Biomarkers are molecules that contain information on the presence of individual organisms in the environment. They span a variety of molecules with different chemical characteristics and are read using the “omic” approaches. DNA and RNA, for example, contain the genetic information of present and active organisms. This genomic information can be read and individual organisms can be identified. Both molecules, however, are very easily decomposed in the environment and consequently provide only snapshots of actual communities. In contrast, lipids are compounds used to make cell membranes and cuticular waxes that can persist for a long time in the environment, and can even be isolated from Archaean rocks. Lipidomics is used to develop profiles that can identify individuals or groups of organisms as well as lipid profiles characteristic for environmental conditions including salinity, anoxia, and desiccation. The key questions in molecular biogeochemistry are: Who is there, what are they doing, and why? Proteomic and metabolomic approach bridges from the presence of organisms to their function in the environment. However, in order to explore the function of individual processes and how the microbial fluxes link to the overall functioning of ecosystems, additional information is drawn from the isotopic information of biomarkers. Compound specific isotopes (13C, 14C, 15N, 18O and 2H) of biomarkers trace the flow of matter through the element cycles. The group of molecular biogeochemistry combines approaches using the natural abundance of stable isotopes, isotope labeling, and stable isotope probing (SIP) to quantify key processes in the environment.

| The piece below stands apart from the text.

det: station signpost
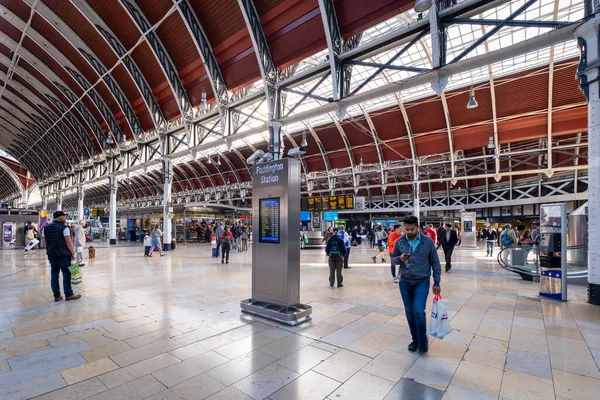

Soil organic matter (SOM) remains the largest single unknown in the terrestrial carbon cycle. The group investigates in various projects how abiotic factors like organic matter input, parent material, humidity and temperature as well as biotic factors such as stand age, plant and microbial diversity influence SOM storage. The isotopic information of 13C,14C and 15N of biomarkers from individual compounds and fractions determines the molecular turnover of SOM and suggests high vulnerability of SOM stored in soils. We determine the molecular and isotopic composition of dissolved organic matter (DOM) in order to understand the role of DOM in the environment. We use the molecular fingerprints of DOM using ultrahigh resolution mass spectrometry to identify sources and evolution of organic matter. The isotopic content of DOC in soil depth profiles suggests that DOM from the surface is reactively transported in the soil and that DOM in deeper soil horizons is not related to the DOM in upper soil horizons.
Carbohydrates are the central molecules in plant metabolism. During the day, they transport energy and carbon fixed by photosynthesis to support respiration, storage, growth and defense. At night, they provide energy for the cellular metabolism using mitochondrial respiration. However, so far the regulation of carbohydrate metabolism and the role of different processes in plant metabolism is still not completely understood. The group develops and applies molecular techniques to use the isotopic information of plant metabolites to trace the flow of carbon in plants and to understand its regulation.
Plants react not only to abiotic factors like climate, but also to the presence of other plants and microorganisms in the soil. The interaction can be positive if, for example, resources are used complementarily but also negative if pathogens are infecting plants. At the community level, these interactions are difficult to investigate. Molecular tools can help to differentiate between the responses of individual species and communities. Our work is focused on the effect of grassland diversity on (1) the link between above- and below- ground diversity; and (2) the link between plant diversity, soil organic matter (SOM) dynamics and export of dissolved organic matter. In short term experiments we use isotopic labeling to trace the effect of diversity on how carbon is allocated from plants to soil microorganisms and SOM (Ecotron Experiment). In the long term we investigate if higher plant diversity gives the insurance for a long term success of the community, even if some individual species of the community may fail (Jena Experiment).
Understanding of the links between ecosystems and past and present climate will improve our prediction for future climates and how they may affect biodiversity and ecosystem function. Reconstructions of the Holocene climate are strongly linked to information from polar ice cores, while climate reconstructions for larger areas that permit separation of the effects of local climate effects from large-scale circulation patterns are still very sparse. The group explores the use of hydrogen isotopes of biomarkers as a proxy for palaeoclimate reconstructions. A major focus has been the construction of quantitative transfer functions that link hydrogen isotopes to the hydrologic cycle across humid, tropical, boreal and mountain ecosystems. These methods are now being applied to the large-scale climate reconstructions of monsoon variation in the past 10,000 years on the Tibetan plateau (TiP), Kyrgyzstan (CADY)and Sri Lanka.